Important dune systems come alive with wildlife as summer approaches

As summer approaches, Graham Williams, a member of Natural Resources Wales’ Land Management Team at Newborough National Nature Reserve and Forest writes about the site’s biodiversity and wildlife, including the vernal mining bee.

To stroll out on one of our coastal dune systems on a warm afternoon in spring is to witness the awakening of the dune inhabitants from their long winter slumber.

The first flowers to emerge, such as the yellow blossoms of coltsfoot, amongst the marram and dandelion on the green rolling canvass of fixed dunes and slacks are an early indicator of the succession of diverse species that will eventually carpet the dunes by mid-summer.

Tending to these flowers and ensuring their pollination is an army of invertebrates that go about their business largely unseen, but without which life on earth itself would be in peril. It really is a case of the small things matter.

Sand dunes support some of the richest invertebrate assemblages in the UK on a highly specialised and threatened habitat that can by definition only occur in limited areas of our coast. Many of the invertebrates on our dunes are therefore rare and wholly dependent on a rich mosaic of fixed and dynamic dune habitats. 

Some of our key species on dry dune areas are aculeates, a family of insects that contains ants, bees and wasps. These species thrive on the warm areas of exposed or partially exposed sand, often living a solitary existence. However, not all are solitary. On calm sunny days from late March to early June you might be lucky to see large numbers of vernal mining bees flying about or emerging from their collective burrows or nest aggregations.

The vernal mining bee is found throughout central and northern Europe extending east to China and Mongolia. Its mass emergence is synchronised with the appearance of male willow catkins, with male bees emerging before females.

The bees nest in firm, bare or sparsely-vegetated sandy slopes or hummocks, usually south facing, sometimes in very dense aggregations. Each nest has a main perpendicular burrow with short, alternate and radially-arranged lateral branches in the deepest part of the burrow, each terminating in a single cell.

A typical nest contains five or six cells each containing a single egg and a pollen mass.
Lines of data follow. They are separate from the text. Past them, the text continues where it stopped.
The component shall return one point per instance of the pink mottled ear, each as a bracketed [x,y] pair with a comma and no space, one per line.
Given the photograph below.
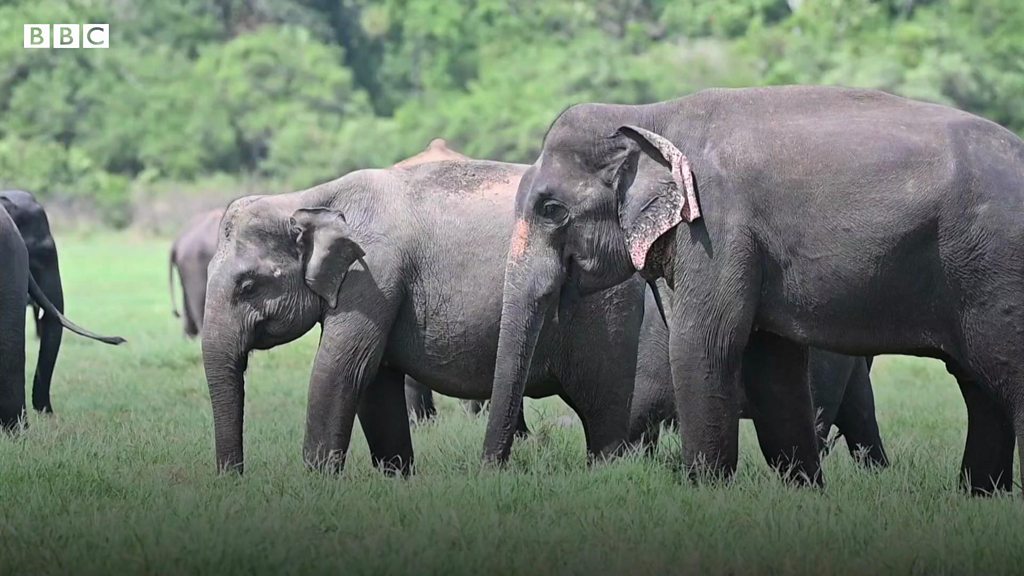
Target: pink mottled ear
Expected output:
[660,208]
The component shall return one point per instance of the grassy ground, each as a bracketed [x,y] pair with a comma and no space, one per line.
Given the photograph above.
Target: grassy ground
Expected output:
[121,480]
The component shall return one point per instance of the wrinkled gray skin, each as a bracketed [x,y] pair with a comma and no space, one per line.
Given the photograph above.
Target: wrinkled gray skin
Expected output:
[847,219]
[190,254]
[403,271]
[30,217]
[841,388]
[16,285]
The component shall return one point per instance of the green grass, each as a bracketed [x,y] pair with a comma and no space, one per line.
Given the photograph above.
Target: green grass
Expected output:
[121,479]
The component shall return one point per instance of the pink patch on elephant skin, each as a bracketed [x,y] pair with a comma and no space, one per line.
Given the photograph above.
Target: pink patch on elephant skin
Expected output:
[520,238]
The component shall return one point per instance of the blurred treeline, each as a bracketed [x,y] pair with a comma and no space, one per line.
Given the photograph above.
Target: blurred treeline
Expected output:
[201,93]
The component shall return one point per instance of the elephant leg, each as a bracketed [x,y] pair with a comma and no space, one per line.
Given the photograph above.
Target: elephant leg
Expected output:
[11,350]
[192,329]
[51,333]
[521,429]
[351,347]
[856,420]
[647,411]
[196,302]
[419,400]
[384,418]
[779,398]
[988,455]
[37,317]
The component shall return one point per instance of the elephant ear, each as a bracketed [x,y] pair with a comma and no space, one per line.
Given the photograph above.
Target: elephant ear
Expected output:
[327,249]
[652,203]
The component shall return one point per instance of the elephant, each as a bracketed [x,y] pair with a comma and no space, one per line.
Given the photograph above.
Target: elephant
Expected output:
[16,286]
[403,270]
[190,255]
[841,388]
[194,248]
[30,217]
[782,217]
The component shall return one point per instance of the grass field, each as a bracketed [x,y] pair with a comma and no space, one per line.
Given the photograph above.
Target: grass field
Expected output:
[121,479]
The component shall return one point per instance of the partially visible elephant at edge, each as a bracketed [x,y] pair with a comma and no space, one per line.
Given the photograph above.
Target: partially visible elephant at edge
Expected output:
[784,217]
[16,286]
[190,254]
[841,388]
[402,269]
[30,217]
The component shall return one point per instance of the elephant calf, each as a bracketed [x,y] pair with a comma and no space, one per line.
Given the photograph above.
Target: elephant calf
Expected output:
[34,227]
[16,285]
[841,387]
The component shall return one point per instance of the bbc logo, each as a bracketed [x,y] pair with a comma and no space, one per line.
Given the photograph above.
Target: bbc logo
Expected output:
[67,36]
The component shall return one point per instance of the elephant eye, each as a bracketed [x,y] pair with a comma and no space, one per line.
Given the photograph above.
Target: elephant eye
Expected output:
[554,211]
[247,283]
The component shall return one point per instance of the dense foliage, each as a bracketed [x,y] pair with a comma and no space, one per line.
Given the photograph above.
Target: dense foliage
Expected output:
[299,91]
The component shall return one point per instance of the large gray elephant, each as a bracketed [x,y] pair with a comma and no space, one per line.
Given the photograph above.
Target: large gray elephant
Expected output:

In hard sand, the main burrow is 12cm deep but in loose sand it may extend between 28 to 80cm. Each cell is lined with a transparent cellophane-like membrane which is waterproof, resistant to fungal attack and maintains the correct humidity level during larval development. The source of the membrane is a liquid secretion of the Dufour's gland in the abdomen which is applied with the tongue.

Until very recently, the vernal mining bee had a very restricted distribution in the UK with populations confined to coastal dune systems in Wales and north-west England. It has been recognised as a distinct subspecies, from continental populations on the basis of certain morphological and biological features.

In Wales, it has historically been found on many of our major dune systems such as Newborough, where colonies can number in the thousands. In good years, almost all suitable nesting habitat can be occupied.  Whilst mostly restricted to the large coastal dune systems it has now spread to both active and disused sand quarries inland and smaller dune systems such as Morfa Conwy and Cinmel.

Whilst its recent spread to areas outside of its core habitat strongholds is a success story, the direct loss of dune habitat by conversion to other land uses and the decline in bare and open sand dune habitat has impacted the species over the past few decades.

Bare sand is the lifeblood of our dune systems, but our larger sites now support as little as 3 per cent of this precious resource with sites like Newborough having lost much of its bare sand habitat since the 1940s.

Management of our core dune areas through controlling impacts that drive stabilisation and restoring precious dune habitat is key to ensuring the survival of our specialist invertebrates and wider dune biodiversity.